Sometimes, a person might voluntarily commit to bring an offering. When he made such a commitment, he was supposed to fulfill this obligation on his next pilgrimage to Jerusalem. (A man made three annual pilgrimages to Jerusalem, one for each of the three Festivals; we will see more about this in Mitzvah #489.)
The reason for this mitzvah is apparent: when a person obligates himself in a gift to God, it is presumably motivated by religious zeal or by gratitude for some act of goodness God has wrought. To delay in bringing the sacrifice demonstrates the opposite: a certain laxity in the person's relationship with God. The Torah may not require a person to drop everything and run to Jerusalem to offer this sacrifice, but once a person is going to Jerusalem anyway, there's something wrong if he doesn't take care of this commitment.
As we will see in Mitzvah #574, there is a negative commandment prohibiting one to delay in offering such sacrifices.
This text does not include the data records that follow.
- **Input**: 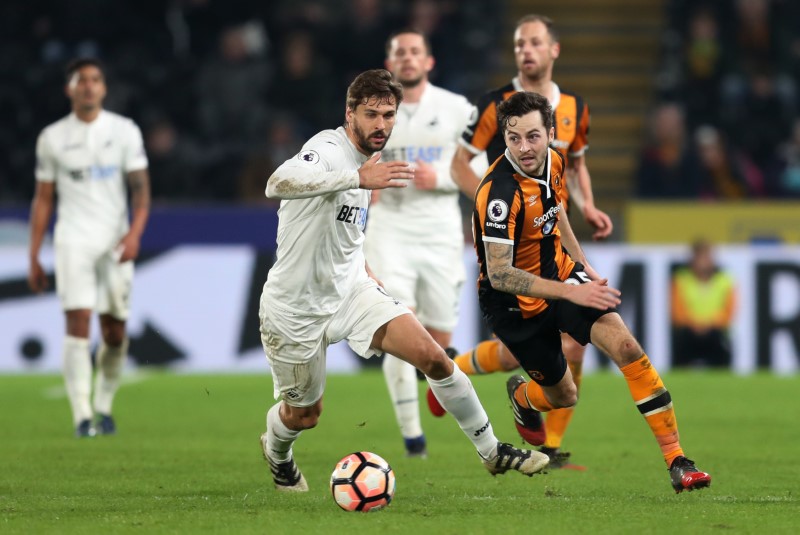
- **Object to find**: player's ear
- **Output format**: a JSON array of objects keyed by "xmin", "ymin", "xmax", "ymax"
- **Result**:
[
  {"xmin": 425, "ymin": 55, "xmax": 436, "ymax": 72},
  {"xmin": 550, "ymin": 43, "xmax": 561, "ymax": 59}
]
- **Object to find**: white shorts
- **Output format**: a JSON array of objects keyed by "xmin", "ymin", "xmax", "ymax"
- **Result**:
[
  {"xmin": 364, "ymin": 237, "xmax": 466, "ymax": 332},
  {"xmin": 259, "ymin": 279, "xmax": 411, "ymax": 407},
  {"xmin": 55, "ymin": 244, "xmax": 133, "ymax": 320}
]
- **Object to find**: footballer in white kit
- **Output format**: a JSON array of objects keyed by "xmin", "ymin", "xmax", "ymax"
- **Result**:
[
  {"xmin": 259, "ymin": 127, "xmax": 416, "ymax": 406},
  {"xmin": 364, "ymin": 30, "xmax": 484, "ymax": 457},
  {"xmin": 28, "ymin": 59, "xmax": 150, "ymax": 437},
  {"xmin": 259, "ymin": 69, "xmax": 547, "ymax": 492}
]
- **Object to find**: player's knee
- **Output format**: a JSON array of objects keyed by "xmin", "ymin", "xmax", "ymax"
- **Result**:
[
  {"xmin": 617, "ymin": 336, "xmax": 644, "ymax": 366},
  {"xmin": 499, "ymin": 345, "xmax": 519, "ymax": 372},
  {"xmin": 417, "ymin": 346, "xmax": 453, "ymax": 380},
  {"xmin": 551, "ymin": 383, "xmax": 578, "ymax": 409},
  {"xmin": 103, "ymin": 329, "xmax": 125, "ymax": 347},
  {"xmin": 287, "ymin": 405, "xmax": 322, "ymax": 431}
]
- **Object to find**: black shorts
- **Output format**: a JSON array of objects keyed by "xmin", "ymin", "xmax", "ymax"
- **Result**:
[{"xmin": 478, "ymin": 263, "xmax": 616, "ymax": 386}]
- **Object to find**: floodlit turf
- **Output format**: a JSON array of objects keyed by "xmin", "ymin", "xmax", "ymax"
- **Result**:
[{"xmin": 0, "ymin": 372, "xmax": 800, "ymax": 535}]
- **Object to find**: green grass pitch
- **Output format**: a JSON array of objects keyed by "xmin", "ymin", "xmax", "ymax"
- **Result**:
[{"xmin": 0, "ymin": 371, "xmax": 800, "ymax": 535}]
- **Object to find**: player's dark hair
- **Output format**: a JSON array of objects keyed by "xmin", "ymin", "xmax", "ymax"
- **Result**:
[
  {"xmin": 386, "ymin": 26, "xmax": 433, "ymax": 56},
  {"xmin": 497, "ymin": 91, "xmax": 553, "ymax": 132},
  {"xmin": 64, "ymin": 58, "xmax": 106, "ymax": 82},
  {"xmin": 514, "ymin": 13, "xmax": 559, "ymax": 43},
  {"xmin": 347, "ymin": 69, "xmax": 403, "ymax": 110}
]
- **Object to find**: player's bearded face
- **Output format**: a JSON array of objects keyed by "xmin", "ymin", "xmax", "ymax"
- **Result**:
[
  {"xmin": 386, "ymin": 33, "xmax": 434, "ymax": 88},
  {"xmin": 514, "ymin": 21, "xmax": 559, "ymax": 80},
  {"xmin": 67, "ymin": 65, "xmax": 106, "ymax": 110},
  {"xmin": 348, "ymin": 99, "xmax": 397, "ymax": 154},
  {"xmin": 503, "ymin": 111, "xmax": 554, "ymax": 176}
]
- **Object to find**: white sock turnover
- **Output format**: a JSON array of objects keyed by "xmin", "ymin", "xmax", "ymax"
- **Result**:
[
  {"xmin": 94, "ymin": 338, "xmax": 128, "ymax": 415},
  {"xmin": 266, "ymin": 401, "xmax": 302, "ymax": 463},
  {"xmin": 63, "ymin": 335, "xmax": 92, "ymax": 425},
  {"xmin": 428, "ymin": 366, "xmax": 497, "ymax": 459},
  {"xmin": 383, "ymin": 353, "xmax": 422, "ymax": 438}
]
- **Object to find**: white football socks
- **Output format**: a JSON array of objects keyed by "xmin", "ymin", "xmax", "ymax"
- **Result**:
[
  {"xmin": 265, "ymin": 401, "xmax": 302, "ymax": 463},
  {"xmin": 383, "ymin": 353, "xmax": 422, "ymax": 438},
  {"xmin": 94, "ymin": 337, "xmax": 128, "ymax": 415},
  {"xmin": 428, "ymin": 366, "xmax": 497, "ymax": 459},
  {"xmin": 63, "ymin": 335, "xmax": 92, "ymax": 425}
]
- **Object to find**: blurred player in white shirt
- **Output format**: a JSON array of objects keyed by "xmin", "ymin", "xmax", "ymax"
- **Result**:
[
  {"xmin": 259, "ymin": 69, "xmax": 547, "ymax": 492},
  {"xmin": 28, "ymin": 59, "xmax": 150, "ymax": 437},
  {"xmin": 364, "ymin": 29, "xmax": 474, "ymax": 457}
]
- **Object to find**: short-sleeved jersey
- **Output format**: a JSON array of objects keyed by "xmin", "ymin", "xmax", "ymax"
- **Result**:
[
  {"xmin": 460, "ymin": 78, "xmax": 589, "ymax": 207},
  {"xmin": 367, "ymin": 84, "xmax": 473, "ymax": 244},
  {"xmin": 263, "ymin": 127, "xmax": 370, "ymax": 316},
  {"xmin": 472, "ymin": 149, "xmax": 575, "ymax": 318},
  {"xmin": 36, "ymin": 110, "xmax": 147, "ymax": 249}
]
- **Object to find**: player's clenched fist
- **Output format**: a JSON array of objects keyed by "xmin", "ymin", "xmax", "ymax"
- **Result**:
[
  {"xmin": 358, "ymin": 152, "xmax": 414, "ymax": 189},
  {"xmin": 567, "ymin": 279, "xmax": 622, "ymax": 310}
]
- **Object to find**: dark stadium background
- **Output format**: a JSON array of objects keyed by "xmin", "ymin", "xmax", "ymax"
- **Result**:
[{"xmin": 0, "ymin": 0, "xmax": 800, "ymax": 371}]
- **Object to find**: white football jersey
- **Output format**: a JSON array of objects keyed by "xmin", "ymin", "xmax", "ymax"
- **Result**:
[
  {"xmin": 367, "ymin": 84, "xmax": 473, "ymax": 243},
  {"xmin": 36, "ymin": 110, "xmax": 147, "ymax": 249},
  {"xmin": 262, "ymin": 127, "xmax": 370, "ymax": 316}
]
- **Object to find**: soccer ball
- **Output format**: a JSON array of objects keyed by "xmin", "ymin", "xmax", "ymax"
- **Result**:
[{"xmin": 331, "ymin": 451, "xmax": 395, "ymax": 512}]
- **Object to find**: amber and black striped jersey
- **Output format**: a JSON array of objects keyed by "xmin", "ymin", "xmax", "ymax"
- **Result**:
[
  {"xmin": 472, "ymin": 148, "xmax": 575, "ymax": 318},
  {"xmin": 460, "ymin": 78, "xmax": 589, "ymax": 206}
]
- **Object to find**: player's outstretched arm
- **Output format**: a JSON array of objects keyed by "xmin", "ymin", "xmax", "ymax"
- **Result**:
[
  {"xmin": 567, "ymin": 156, "xmax": 614, "ymax": 240},
  {"xmin": 28, "ymin": 181, "xmax": 55, "ymax": 293},
  {"xmin": 358, "ymin": 152, "xmax": 414, "ymax": 190},
  {"xmin": 484, "ymin": 242, "xmax": 620, "ymax": 310},
  {"xmin": 117, "ymin": 169, "xmax": 150, "ymax": 262},
  {"xmin": 450, "ymin": 144, "xmax": 481, "ymax": 199}
]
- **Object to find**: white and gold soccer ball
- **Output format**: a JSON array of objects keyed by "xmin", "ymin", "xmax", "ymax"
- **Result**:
[{"xmin": 331, "ymin": 451, "xmax": 395, "ymax": 512}]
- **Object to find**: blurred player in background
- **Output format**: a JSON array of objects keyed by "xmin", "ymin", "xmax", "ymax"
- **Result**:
[
  {"xmin": 28, "ymin": 59, "xmax": 150, "ymax": 437},
  {"xmin": 364, "ymin": 29, "xmax": 473, "ymax": 457},
  {"xmin": 473, "ymin": 92, "xmax": 711, "ymax": 492},
  {"xmin": 428, "ymin": 11, "xmax": 613, "ymax": 468},
  {"xmin": 259, "ymin": 69, "xmax": 548, "ymax": 492}
]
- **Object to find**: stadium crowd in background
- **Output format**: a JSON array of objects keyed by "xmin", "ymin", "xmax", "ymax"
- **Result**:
[
  {"xmin": 0, "ymin": 0, "xmax": 502, "ymax": 203},
  {"xmin": 648, "ymin": 0, "xmax": 800, "ymax": 199},
  {"xmin": 0, "ymin": 0, "xmax": 800, "ymax": 203}
]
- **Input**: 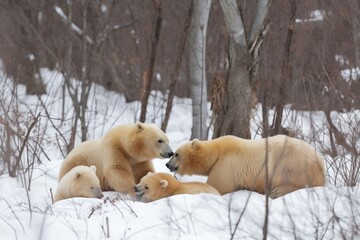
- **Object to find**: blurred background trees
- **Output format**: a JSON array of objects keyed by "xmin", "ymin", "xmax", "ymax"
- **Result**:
[{"xmin": 0, "ymin": 0, "xmax": 360, "ymax": 141}]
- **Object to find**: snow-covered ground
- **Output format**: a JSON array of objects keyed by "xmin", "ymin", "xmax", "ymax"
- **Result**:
[{"xmin": 0, "ymin": 69, "xmax": 360, "ymax": 240}]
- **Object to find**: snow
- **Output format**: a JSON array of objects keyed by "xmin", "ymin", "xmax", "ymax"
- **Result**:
[{"xmin": 0, "ymin": 69, "xmax": 360, "ymax": 240}]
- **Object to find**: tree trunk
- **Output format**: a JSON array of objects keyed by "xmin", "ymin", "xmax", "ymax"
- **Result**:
[
  {"xmin": 213, "ymin": 0, "xmax": 271, "ymax": 138},
  {"xmin": 271, "ymin": 0, "xmax": 296, "ymax": 135},
  {"xmin": 140, "ymin": 0, "xmax": 162, "ymax": 122},
  {"xmin": 161, "ymin": 1, "xmax": 193, "ymax": 132},
  {"xmin": 188, "ymin": 0, "xmax": 211, "ymax": 139}
]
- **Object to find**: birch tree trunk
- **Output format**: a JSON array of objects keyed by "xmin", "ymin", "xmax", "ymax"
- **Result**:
[
  {"xmin": 188, "ymin": 0, "xmax": 211, "ymax": 139},
  {"xmin": 213, "ymin": 0, "xmax": 272, "ymax": 138}
]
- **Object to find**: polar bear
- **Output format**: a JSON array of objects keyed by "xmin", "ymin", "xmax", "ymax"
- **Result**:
[
  {"xmin": 166, "ymin": 135, "xmax": 326, "ymax": 198},
  {"xmin": 54, "ymin": 166, "xmax": 103, "ymax": 203},
  {"xmin": 134, "ymin": 172, "xmax": 220, "ymax": 202},
  {"xmin": 59, "ymin": 122, "xmax": 173, "ymax": 197}
]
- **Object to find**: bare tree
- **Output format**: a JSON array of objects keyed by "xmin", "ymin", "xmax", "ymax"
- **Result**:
[
  {"xmin": 214, "ymin": 0, "xmax": 272, "ymax": 138},
  {"xmin": 188, "ymin": 0, "xmax": 211, "ymax": 139},
  {"xmin": 161, "ymin": 1, "xmax": 193, "ymax": 132},
  {"xmin": 140, "ymin": 0, "xmax": 163, "ymax": 122}
]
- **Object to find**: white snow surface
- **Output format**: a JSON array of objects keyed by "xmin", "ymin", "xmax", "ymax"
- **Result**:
[{"xmin": 0, "ymin": 69, "xmax": 360, "ymax": 240}]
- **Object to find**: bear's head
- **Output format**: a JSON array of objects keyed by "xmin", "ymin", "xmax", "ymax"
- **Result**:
[
  {"xmin": 70, "ymin": 166, "xmax": 104, "ymax": 198},
  {"xmin": 131, "ymin": 122, "xmax": 174, "ymax": 160},
  {"xmin": 166, "ymin": 139, "xmax": 212, "ymax": 176},
  {"xmin": 134, "ymin": 172, "xmax": 176, "ymax": 202}
]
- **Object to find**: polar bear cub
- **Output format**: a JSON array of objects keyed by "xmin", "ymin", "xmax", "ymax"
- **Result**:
[{"xmin": 134, "ymin": 172, "xmax": 220, "ymax": 202}]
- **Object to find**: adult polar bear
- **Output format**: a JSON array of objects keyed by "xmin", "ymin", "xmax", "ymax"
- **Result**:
[
  {"xmin": 59, "ymin": 122, "xmax": 173, "ymax": 196},
  {"xmin": 166, "ymin": 135, "xmax": 326, "ymax": 198}
]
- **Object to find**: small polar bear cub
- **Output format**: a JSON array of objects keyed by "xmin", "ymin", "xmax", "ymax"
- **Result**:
[
  {"xmin": 134, "ymin": 172, "xmax": 220, "ymax": 202},
  {"xmin": 54, "ymin": 165, "xmax": 104, "ymax": 203}
]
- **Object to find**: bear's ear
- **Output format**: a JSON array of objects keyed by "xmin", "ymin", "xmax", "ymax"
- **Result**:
[
  {"xmin": 135, "ymin": 122, "xmax": 144, "ymax": 133},
  {"xmin": 75, "ymin": 172, "xmax": 81, "ymax": 180},
  {"xmin": 191, "ymin": 138, "xmax": 200, "ymax": 150},
  {"xmin": 90, "ymin": 165, "xmax": 96, "ymax": 173},
  {"xmin": 160, "ymin": 179, "xmax": 169, "ymax": 188}
]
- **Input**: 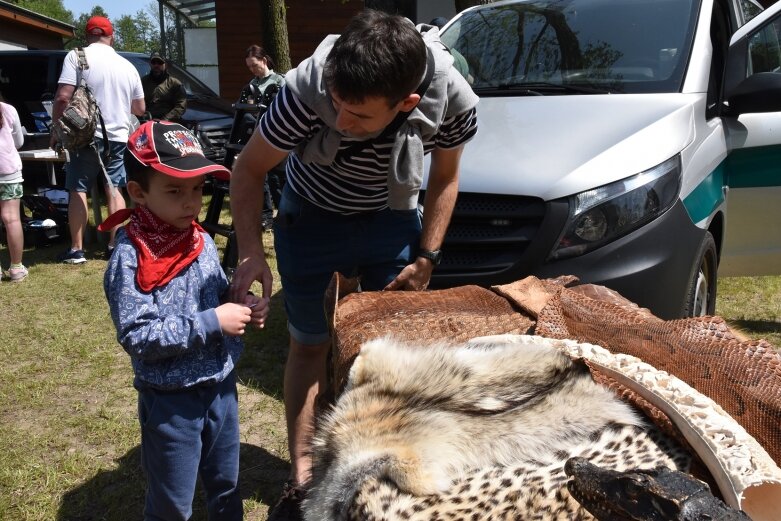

While our mitzvah here obligates a person to fulfill his commitment on the next Festival, a person does not violate Mitzvah #574 until a full cycle of all three Festivals has passed.
This mitzvah only applies at a time when the Temple service is in effect. It is discussed in the Talmud in tractate Rosh Hashana (6a-b) and is codified in the Mishneh Torah in the fourteenth chapter of Hilchos Maaseh HaKorbanos. This mitzvah is #83 of the 248 positive mitzvos in the Rambam’s Sefer HaMitzvos.